Ms May will attempt to drum up support for her withdrawal agreement – approved by EU leaders on Sunday – while hoping to overcome huge opposition to it in the Commons ahead of MPs’ “meaningful vote” in December.

She will warn MPs that rejecting her plan will “open the door to more division and uncertainty, with all the risks that will entail”. Reports suggested she would seek a TV debate with Mr Corbyn as part of that campaign.

Responding to those reports, a Labour spokesperson said on Sunday night: “Jeremy would relish a head to head debate with Theresa May about her botched Brexit deal and the future of our country.”

Mr Corbyn has said the deal represents ”the result of a miserable failure of negotiation that leaves us with the worst of all worlds”.

Nicola Sturgeon, the Scottish first minister, had already thrown her hat in the ring.
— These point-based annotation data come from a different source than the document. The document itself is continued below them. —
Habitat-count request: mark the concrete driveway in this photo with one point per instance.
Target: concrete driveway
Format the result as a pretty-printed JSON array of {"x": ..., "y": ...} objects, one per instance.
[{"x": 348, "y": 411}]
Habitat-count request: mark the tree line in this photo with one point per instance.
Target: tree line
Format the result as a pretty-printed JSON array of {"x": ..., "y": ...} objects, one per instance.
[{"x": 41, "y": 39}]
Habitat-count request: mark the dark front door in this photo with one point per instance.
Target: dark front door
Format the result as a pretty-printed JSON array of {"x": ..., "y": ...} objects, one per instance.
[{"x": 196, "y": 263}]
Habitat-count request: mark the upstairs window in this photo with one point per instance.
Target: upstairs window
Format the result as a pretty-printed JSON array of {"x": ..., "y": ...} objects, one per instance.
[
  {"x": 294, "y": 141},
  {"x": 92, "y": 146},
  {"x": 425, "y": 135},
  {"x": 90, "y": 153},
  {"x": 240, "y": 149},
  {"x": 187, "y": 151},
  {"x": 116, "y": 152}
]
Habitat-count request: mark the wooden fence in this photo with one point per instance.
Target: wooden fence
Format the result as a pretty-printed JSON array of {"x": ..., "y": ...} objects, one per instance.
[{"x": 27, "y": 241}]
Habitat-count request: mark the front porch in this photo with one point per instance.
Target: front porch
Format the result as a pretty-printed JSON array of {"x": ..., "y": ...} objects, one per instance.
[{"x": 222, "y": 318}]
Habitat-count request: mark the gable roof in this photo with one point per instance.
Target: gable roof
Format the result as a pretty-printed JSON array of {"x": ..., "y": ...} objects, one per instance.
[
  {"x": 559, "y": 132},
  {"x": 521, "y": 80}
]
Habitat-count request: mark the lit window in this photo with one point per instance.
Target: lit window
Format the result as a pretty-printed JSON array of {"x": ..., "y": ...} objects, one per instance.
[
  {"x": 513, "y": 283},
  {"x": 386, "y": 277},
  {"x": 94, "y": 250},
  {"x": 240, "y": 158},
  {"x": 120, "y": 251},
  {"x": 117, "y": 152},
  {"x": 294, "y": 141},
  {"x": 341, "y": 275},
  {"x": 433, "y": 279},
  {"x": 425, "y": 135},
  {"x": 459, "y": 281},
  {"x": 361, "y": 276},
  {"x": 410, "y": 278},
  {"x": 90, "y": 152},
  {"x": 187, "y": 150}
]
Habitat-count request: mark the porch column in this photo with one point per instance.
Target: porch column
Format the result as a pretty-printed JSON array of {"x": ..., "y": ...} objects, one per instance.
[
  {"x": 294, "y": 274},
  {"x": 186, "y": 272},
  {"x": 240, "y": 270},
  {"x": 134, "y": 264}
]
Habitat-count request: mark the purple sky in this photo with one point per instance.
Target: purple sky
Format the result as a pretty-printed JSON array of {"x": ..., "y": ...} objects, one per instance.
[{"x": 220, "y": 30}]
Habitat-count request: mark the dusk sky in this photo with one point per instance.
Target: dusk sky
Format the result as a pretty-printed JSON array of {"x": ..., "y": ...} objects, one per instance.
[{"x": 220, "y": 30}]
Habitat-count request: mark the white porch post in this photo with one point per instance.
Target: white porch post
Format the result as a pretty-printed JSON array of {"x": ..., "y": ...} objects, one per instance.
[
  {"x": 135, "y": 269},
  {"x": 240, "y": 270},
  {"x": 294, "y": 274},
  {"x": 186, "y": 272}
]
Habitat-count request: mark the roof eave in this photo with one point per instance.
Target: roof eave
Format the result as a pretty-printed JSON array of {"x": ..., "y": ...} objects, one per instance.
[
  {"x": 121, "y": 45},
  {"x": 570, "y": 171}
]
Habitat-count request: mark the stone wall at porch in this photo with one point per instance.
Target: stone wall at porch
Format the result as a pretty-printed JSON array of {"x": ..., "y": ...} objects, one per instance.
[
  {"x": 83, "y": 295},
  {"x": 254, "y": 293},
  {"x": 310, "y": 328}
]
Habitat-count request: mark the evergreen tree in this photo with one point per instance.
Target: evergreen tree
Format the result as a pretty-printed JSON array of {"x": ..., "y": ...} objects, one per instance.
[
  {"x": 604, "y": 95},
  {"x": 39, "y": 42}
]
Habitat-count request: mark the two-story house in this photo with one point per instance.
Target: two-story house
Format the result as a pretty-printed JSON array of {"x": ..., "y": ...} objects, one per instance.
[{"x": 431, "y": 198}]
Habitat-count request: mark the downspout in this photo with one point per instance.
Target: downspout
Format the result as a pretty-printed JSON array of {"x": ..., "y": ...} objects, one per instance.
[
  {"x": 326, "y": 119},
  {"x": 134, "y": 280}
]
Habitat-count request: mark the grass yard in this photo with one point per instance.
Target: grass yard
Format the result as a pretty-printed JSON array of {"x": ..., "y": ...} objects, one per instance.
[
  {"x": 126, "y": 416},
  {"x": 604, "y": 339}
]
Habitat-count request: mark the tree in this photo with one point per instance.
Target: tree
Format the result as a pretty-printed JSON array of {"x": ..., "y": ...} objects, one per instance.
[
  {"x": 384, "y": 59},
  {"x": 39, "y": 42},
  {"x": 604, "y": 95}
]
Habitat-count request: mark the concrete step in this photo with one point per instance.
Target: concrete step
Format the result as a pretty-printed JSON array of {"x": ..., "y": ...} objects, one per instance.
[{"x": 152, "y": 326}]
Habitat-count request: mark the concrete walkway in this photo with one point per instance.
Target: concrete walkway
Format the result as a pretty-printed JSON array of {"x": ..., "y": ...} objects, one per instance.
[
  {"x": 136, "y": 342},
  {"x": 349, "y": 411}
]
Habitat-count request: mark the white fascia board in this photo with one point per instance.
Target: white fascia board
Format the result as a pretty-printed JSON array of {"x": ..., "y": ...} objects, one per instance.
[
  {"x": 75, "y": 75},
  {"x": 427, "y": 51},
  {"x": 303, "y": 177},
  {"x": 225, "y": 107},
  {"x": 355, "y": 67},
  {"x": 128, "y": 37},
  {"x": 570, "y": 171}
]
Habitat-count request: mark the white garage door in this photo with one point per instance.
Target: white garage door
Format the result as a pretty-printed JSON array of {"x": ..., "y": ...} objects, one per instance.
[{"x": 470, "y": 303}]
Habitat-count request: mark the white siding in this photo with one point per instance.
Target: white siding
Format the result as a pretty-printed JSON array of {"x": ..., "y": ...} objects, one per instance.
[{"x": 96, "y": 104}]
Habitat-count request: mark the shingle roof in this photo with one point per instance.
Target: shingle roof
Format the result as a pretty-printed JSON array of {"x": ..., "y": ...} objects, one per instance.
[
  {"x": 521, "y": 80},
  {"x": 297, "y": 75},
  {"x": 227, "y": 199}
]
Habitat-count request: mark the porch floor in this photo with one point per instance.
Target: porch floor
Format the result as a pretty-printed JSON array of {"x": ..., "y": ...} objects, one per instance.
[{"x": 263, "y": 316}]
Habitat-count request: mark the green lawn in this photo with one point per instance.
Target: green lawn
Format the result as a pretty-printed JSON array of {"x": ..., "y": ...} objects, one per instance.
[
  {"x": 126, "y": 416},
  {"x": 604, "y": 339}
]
She tweeted on Saturday: “I’d be up for a full leaders debate on the ‘deal’.”

Ms May is due to face the Commons again now that her plan has won EU approval, and is expected to tell parliamentary colleagues: “Our duty as a parliament over these coming weeks is to examine this deal in detail, to debate it respectfully, to listen to our constituents and decide what is in our national interest.

“There is a choice which MPs will have to make. We can back this deal, deliver on the vote of the referendum and move on to building a brighter future of opportunity and prosperity for all our people.

“Or this house can choose to reject this deal and go back to square one.”

More than 80 Tories have rejected the deal, with opposition parties – and Mrs May’s allies in the DUP – also set to oppose it.

Earlier on Sunday foreign secretary Jeremy Hunt insisted Ms May could carry on as prime minister if she was defeated. Pressed on whether the government could collapse in that scenario, he added: “It’s not possible to rule out anything.”